Currently, students in Texas have to pass fifteen tests to graduate. Under the new legislation, that number will be reduced to five. Students such as sixteen year-old Macala Carroll are excited about the upcoming changes. “I feel that the test shouldn’t judge or break our future,” Carroll said Monday. “All the hard work that I’ve put in this school year … shouldn’t be destroyed by a few questions that aren’t even written properly.” Educators felt that such a heavy test load shifted the focus from teaching to test preparation, which was not in the best interests of the students.
These measures also give students the flexibility to pursue the paths which they find to be the best fit for them, even if that means career or vocational courses rather than a college path. SB441, for example, creates the Texas Fresh Start Program, a workplace readiness initiative. These bills find the “appropriate balance between our need for rigorous academic standards and the students’ need for flexibility.” said Perry.

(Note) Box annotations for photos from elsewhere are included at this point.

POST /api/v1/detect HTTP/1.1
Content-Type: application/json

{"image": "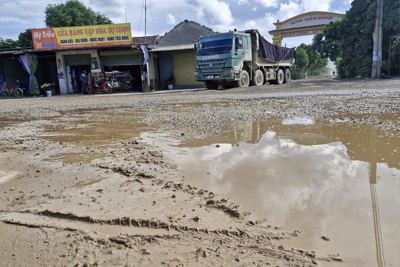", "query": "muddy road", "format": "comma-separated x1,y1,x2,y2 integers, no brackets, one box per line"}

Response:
0,78,400,266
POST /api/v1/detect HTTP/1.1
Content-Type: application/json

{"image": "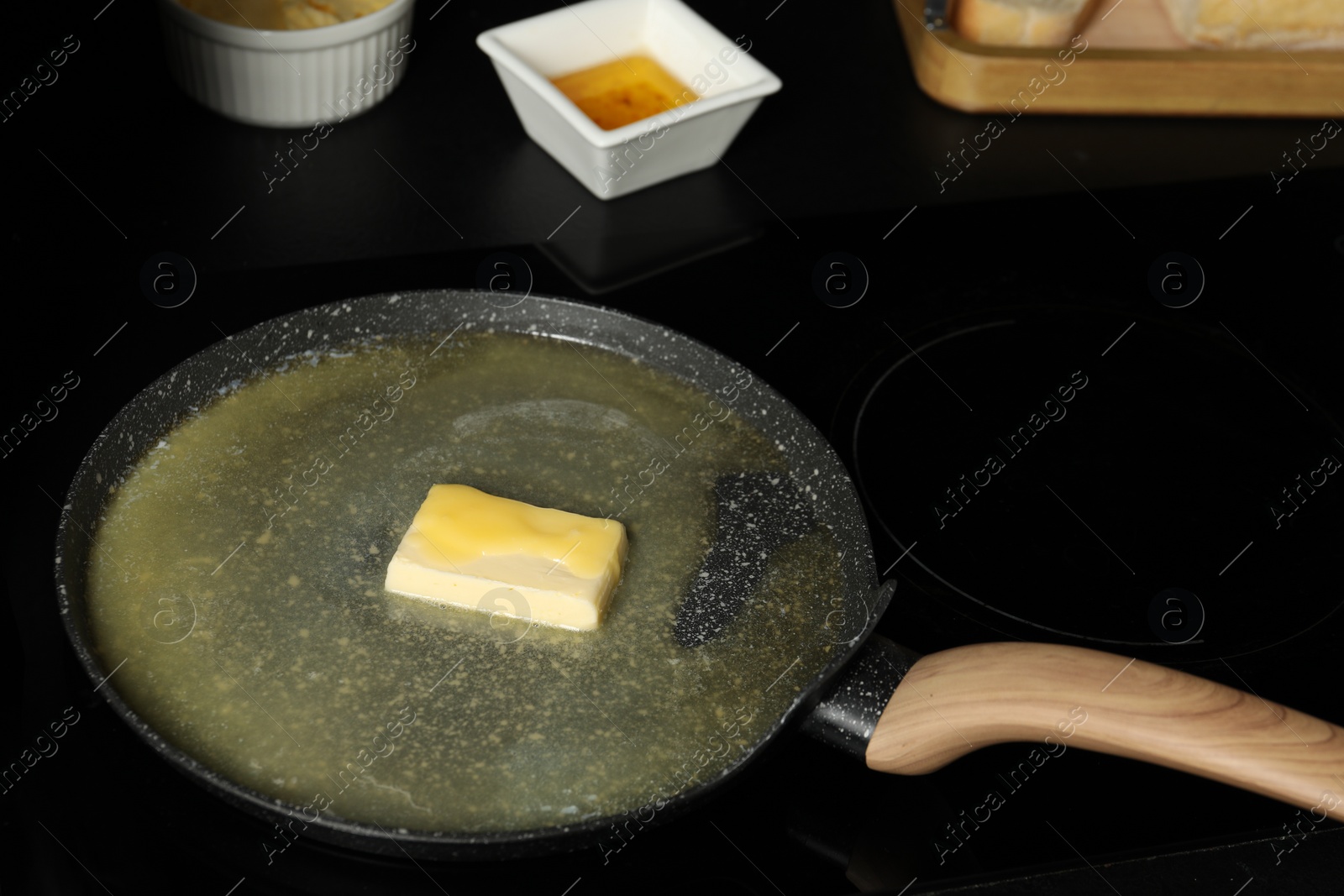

One thing that won’t be changing, however, are Texas’ high standards of education. “If there’s one thing to remember today, it’s that Texas refuses to dilute our academic standards in any way, because our standards are working,” Perry said. The fact that education in Texas is working can hardly be argued. Texas has one of the best graduation rates in the country, with 86% of students earning a high school diploma. It also has the highest rates of black and latino high school graduation in the country. As they currently spend very little per student relative to other states, it’s important for those funds to be going where they will do the most good for local kids.
Implementation of these laws will take time, but Texas is on the right track. Other states should take a cue from Texas. Students are doing well, but lawmakers there are still looking for innovative ways to prepare students for success after graduation and a changing workforce. This kind of real education reform is what America needs, not the one-size-fits-all education standards which are currently being pushed onto American children. We Americans thrive when given the opportunities to do so, and Texas is giving children just those opportunities. Way to go, Texas! Again.